According to Martel, layoffs would not only be a financial disaster for teachers who stand to lose their income and health insurance during a global pandemic, but also a disaster for learning. Fewer sections could mean larger classes.

r/SFSU comments discuss online class etiquette.

A student by the Reddit handle of ChiefCharms23 posted to r/SFSU about online school etiquette and asked fellow students to “please” not be “rude.”

“Just had a class today over Zoom where at least 5 out of the 30 kids on our voice call couldn’t be bothered to mute themselves despite clearly disrupting the class with their breathing/phone sounds/talking over the instructor,” the user wrote. 

Another Reddit user, commandercrapper, commented “someone in my class took a bong rip just barely off camera.”

Martel said online classes need more educators, not fewer.

“Online classes: when they get big, they get really bad,” he said. “And we want to hold on to students … If you have a giant horrible session with like, 200 students and a beleaguered professor, those students are not going to come back.”

Contrarily, Mahoney says lower enrollment will create smaller class sizes.
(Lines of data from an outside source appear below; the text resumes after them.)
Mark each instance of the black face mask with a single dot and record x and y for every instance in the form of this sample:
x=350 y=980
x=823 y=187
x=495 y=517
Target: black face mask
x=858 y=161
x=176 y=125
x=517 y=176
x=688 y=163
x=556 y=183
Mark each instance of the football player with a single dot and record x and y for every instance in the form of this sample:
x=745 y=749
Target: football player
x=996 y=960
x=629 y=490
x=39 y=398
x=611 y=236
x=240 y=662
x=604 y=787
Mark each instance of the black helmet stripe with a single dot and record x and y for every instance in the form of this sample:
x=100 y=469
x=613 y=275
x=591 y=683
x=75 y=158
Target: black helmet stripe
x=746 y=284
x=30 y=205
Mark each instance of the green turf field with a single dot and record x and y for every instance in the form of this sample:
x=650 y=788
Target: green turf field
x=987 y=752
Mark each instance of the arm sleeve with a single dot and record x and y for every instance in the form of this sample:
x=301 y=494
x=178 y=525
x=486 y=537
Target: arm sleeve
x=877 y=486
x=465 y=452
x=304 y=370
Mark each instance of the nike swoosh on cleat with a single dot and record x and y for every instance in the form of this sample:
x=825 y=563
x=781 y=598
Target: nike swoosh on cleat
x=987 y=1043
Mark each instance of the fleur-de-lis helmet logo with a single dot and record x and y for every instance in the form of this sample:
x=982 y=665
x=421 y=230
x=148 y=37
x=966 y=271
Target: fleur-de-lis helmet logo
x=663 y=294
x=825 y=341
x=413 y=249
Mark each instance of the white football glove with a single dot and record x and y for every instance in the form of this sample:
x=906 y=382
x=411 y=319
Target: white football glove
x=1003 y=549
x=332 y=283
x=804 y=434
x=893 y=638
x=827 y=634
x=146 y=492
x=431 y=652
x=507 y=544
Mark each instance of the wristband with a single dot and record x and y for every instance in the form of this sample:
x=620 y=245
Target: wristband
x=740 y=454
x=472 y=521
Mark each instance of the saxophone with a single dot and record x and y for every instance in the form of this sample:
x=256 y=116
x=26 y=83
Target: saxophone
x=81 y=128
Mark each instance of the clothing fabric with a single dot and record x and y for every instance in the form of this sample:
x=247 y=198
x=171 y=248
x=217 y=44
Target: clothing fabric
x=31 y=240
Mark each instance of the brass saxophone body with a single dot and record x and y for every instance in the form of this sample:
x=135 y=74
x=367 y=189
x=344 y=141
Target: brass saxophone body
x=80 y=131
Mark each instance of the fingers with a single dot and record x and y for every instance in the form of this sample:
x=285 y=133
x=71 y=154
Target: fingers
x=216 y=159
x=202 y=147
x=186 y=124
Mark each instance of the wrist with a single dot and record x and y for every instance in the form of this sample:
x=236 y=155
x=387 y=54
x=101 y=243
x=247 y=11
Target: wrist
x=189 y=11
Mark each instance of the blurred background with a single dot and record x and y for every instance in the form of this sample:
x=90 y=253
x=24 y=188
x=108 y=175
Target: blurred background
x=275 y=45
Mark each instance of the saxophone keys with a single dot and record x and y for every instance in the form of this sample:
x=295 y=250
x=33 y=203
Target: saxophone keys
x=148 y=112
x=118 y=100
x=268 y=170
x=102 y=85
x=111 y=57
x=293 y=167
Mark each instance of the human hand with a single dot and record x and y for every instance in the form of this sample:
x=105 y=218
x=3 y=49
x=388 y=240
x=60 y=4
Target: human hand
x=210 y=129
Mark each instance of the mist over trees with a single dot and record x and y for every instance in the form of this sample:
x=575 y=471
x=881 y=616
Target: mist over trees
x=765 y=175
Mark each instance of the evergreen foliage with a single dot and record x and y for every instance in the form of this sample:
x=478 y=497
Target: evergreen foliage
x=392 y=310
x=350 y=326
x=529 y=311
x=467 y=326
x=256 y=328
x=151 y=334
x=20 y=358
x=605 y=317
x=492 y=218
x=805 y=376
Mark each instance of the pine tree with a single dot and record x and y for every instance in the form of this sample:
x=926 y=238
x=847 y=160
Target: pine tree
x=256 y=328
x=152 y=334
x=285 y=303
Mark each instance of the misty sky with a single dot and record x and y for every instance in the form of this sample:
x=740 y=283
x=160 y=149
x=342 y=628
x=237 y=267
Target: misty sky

“We’re going to have about 3,000 fewer students. So even if we left every class size the same, we have 3,000

fewer students that we need to educate,” Mahoney said. “We have among the lowest class size in the entire CSU system. We have one of the highest tenure track densities … So the good news here is we’re entering … a recession of some sort, we’re entering it from a position of strength. We’ve got a good number of tenure-track faculty, we’ve increased over the last few years.”

 

According to data from California State University Systemwide Human Resources, the tenure density at SF State has dropped by 2.4% from 2017 to 2019. As of 2019, SF State has the sixth highest tenure density, out of the 23 schools in the CSU system, at 59.6%. Tenure-track professors have increased from 730.3 to 735.2 from 2017 to 2019.

A novel situation for all

CFA asserts that the CSU Office of the Chancellor’s communication is not final and not an official layoff notice. 

Martel said while the agreements are there to protect faculty, they are only to be resorted to in worst-case situations as a last option. Martel said since there were few, if any, layoffs in 2008, he doesn’t believe the school is at that point yet. Though layoffs could have grievous consequences for classrooms, Martel said that teachers would continue to do their jobs well so long as they have students.

“The truth is, our teachers are amazing, and they’re going to do a great job. We’re always pushing ourselves past our limits on jobs, so we will do the best we can, but it’s certainly no help from the administration in this regard. It just makes all of our jobs harder.”

Mahoney said this is all new to her too.

“I have to be honest, I have not had to go through layoffs on a CSU campus. This is my third, and we’ve never had to do [layoffs] before,” she said. “So again, I’m going to work extremely hard not to have that happen. I think we can probably muddle along for about a year. But next year will be really rough.”